Un jour j'étais avec un ami dans ma voiture et il me dit: tu devrais attacher ta ceinture, il a beaucoup de police !! J'ai répondu t'inquiete pas, je les voient venir ..... paf les lumieres de police flash pour me demander de m'arreter, bref j'ai eu une infraction de 80$ pour ne pas avoir attacher ma ceinture !!

Depuis cette histoire, a tout les moments que je me dis: bah je vois cela venir, j'entend la sirène de police (dans ma tete) qui me rappel que j'ai eu tors !!

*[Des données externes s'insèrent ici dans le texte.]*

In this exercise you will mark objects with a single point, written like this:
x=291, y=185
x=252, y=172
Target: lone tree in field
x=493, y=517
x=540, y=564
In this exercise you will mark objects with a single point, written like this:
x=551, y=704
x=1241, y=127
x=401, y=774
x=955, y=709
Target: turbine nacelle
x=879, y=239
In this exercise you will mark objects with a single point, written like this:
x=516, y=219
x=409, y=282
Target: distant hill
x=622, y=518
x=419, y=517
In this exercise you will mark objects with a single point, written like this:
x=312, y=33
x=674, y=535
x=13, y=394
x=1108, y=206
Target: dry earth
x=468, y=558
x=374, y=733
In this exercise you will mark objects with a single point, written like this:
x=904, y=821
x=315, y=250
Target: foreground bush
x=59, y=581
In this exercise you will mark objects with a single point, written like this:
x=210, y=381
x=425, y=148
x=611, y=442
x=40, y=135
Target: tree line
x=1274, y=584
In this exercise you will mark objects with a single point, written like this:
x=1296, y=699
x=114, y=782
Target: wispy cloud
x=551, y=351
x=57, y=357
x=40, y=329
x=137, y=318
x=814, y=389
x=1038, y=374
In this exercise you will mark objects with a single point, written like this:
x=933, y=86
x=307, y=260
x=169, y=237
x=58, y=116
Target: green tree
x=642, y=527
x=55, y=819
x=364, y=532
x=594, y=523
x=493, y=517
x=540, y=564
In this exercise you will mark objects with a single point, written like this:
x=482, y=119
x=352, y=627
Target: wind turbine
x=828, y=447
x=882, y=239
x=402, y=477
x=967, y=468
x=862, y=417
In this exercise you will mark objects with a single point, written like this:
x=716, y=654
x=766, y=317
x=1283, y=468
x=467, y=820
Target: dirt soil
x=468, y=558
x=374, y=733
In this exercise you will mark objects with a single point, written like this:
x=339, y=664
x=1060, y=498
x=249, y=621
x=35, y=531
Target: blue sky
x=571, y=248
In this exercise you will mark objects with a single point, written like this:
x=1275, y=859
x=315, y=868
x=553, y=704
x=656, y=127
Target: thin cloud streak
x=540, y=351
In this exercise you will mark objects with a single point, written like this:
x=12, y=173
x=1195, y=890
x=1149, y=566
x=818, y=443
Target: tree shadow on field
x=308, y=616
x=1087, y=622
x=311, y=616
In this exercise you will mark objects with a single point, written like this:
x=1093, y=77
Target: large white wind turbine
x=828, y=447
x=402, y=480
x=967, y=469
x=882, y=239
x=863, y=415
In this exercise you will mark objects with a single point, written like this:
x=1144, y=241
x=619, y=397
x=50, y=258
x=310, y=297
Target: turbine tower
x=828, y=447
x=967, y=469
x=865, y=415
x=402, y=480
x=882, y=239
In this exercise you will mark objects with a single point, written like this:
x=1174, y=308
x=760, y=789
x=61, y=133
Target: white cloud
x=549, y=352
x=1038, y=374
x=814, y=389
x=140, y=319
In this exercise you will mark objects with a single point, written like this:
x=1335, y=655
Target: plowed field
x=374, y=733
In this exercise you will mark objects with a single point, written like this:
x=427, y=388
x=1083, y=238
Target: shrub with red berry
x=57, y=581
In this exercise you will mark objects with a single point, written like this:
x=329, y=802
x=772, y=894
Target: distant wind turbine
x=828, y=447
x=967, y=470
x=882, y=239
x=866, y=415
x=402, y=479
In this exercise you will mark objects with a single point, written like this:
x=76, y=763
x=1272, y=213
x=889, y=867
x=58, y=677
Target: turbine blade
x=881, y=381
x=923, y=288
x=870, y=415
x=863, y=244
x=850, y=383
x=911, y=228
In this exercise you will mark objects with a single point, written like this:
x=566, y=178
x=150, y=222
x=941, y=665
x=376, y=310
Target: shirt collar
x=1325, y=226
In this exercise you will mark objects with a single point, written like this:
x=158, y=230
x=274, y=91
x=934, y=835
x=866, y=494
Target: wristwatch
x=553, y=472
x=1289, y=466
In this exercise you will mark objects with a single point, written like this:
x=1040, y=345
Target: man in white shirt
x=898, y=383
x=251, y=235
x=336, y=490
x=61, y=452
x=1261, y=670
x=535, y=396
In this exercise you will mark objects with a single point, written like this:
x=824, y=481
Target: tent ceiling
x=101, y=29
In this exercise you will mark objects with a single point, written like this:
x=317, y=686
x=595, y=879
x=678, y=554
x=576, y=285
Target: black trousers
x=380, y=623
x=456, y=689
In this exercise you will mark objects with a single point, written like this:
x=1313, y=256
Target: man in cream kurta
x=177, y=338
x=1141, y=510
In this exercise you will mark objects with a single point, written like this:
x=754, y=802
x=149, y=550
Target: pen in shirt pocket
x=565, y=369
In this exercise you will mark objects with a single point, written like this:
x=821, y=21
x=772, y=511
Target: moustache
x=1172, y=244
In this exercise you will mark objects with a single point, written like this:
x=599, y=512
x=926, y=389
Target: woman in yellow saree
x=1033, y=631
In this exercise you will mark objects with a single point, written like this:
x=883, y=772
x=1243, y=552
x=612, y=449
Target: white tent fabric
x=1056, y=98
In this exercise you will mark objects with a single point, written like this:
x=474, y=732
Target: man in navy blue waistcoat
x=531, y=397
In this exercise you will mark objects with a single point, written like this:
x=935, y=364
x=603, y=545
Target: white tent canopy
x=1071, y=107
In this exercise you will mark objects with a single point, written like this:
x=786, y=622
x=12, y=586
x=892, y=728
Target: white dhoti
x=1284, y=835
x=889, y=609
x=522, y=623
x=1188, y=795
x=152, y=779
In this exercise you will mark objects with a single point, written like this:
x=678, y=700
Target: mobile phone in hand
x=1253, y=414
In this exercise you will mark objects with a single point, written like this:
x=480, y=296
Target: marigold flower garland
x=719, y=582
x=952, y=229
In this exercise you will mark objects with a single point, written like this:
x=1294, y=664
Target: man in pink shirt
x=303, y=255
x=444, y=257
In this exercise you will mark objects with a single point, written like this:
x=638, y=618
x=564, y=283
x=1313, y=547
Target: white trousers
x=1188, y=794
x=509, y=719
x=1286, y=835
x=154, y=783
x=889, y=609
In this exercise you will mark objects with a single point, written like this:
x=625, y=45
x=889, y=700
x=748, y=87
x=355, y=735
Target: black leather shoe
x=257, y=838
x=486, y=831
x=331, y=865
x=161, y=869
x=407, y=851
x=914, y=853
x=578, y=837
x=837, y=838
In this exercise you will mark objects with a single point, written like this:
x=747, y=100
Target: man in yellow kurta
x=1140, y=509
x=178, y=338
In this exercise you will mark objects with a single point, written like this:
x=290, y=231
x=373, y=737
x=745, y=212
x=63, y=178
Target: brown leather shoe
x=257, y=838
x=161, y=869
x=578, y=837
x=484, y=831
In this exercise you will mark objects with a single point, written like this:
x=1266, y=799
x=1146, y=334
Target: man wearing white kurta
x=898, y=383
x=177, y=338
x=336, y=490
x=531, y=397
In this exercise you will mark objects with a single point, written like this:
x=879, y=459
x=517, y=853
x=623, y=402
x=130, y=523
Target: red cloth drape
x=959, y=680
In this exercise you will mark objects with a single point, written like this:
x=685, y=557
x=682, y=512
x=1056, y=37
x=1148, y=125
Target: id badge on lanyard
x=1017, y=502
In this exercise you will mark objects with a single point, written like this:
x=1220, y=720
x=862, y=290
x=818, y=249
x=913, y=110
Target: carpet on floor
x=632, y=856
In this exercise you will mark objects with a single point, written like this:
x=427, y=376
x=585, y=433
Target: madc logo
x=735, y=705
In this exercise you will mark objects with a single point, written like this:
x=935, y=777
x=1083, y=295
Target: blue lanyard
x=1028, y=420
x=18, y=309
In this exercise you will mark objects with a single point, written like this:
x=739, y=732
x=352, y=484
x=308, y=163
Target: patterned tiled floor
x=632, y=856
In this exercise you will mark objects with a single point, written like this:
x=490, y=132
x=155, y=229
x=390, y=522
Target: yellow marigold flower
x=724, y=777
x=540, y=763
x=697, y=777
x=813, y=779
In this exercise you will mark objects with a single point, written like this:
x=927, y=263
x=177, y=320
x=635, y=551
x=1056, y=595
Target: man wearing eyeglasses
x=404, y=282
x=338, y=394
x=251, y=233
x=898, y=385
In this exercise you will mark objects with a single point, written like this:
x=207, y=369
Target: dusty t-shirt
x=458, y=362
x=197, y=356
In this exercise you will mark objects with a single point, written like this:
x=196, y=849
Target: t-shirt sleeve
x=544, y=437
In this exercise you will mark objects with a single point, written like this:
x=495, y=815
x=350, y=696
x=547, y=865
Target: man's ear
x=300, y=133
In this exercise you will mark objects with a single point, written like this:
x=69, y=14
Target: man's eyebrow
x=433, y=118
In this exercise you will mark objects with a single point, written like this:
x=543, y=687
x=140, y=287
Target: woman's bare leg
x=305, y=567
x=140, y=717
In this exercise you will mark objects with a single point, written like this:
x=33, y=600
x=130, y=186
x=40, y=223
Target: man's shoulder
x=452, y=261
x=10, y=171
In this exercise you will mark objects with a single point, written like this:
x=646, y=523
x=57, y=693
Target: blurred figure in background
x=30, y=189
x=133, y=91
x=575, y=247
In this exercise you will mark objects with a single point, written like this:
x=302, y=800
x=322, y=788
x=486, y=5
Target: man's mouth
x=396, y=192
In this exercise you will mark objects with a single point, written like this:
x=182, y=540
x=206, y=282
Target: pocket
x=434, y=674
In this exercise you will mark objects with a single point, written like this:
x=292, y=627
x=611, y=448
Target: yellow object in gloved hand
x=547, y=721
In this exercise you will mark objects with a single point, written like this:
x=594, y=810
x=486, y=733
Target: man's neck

Où je veux en venir ?? C'est simple, quand je crois qu'une chose est réel en absolu pour moi, souvent accompagner d'un univers faites d'espoir et de peur, j'entend les discours, les livres, nos discussions et autre... mais ce rappel n'est pas une voie en soi, c'est meme pas un accomplissement en soi, ni meme un avancement "c'est un contre poison", un avertisseur, mais parfois cette avertissement face a nos propres ignorance n'a plus besoin de ce produire en nous, car CETTE ignorance ne se produit plus, si elle n'a plus besoin de ce produire, en nous, c'est que l'on a avancer sur la voie, car comme dans mon histoire, quand je me dirais plus a moi meme: je sais voir a police d'avance, alors le contre poison, l'avertissement n'aura plus sa raison d'etre, en ce sens la voie du milieu n'est pas une pensé intellectuelle, mais bien l'avancemement (fin de l'ignorance) bref en quelque sorte la voie du milieu est la fin de tes discours, ne plus avoir besoin de reposer sur un extreme pour garder l'equilibre !! Ce que tu presentes est important a discuter, mais sur la voie moyenne, sa seul fin importe "plus besoin d'avertisseur car l'ignorance a cesser", tu sais deja cela, c'est juste pour ne pas laisser entrevoir la meditation comme etant une pratique de reflexion et d'analyse speculative !! Tu répondrais comme l'oiseau a besoin de ces deux ailes pour bien voler !! ;)

Amicalement content de te lire !!
:)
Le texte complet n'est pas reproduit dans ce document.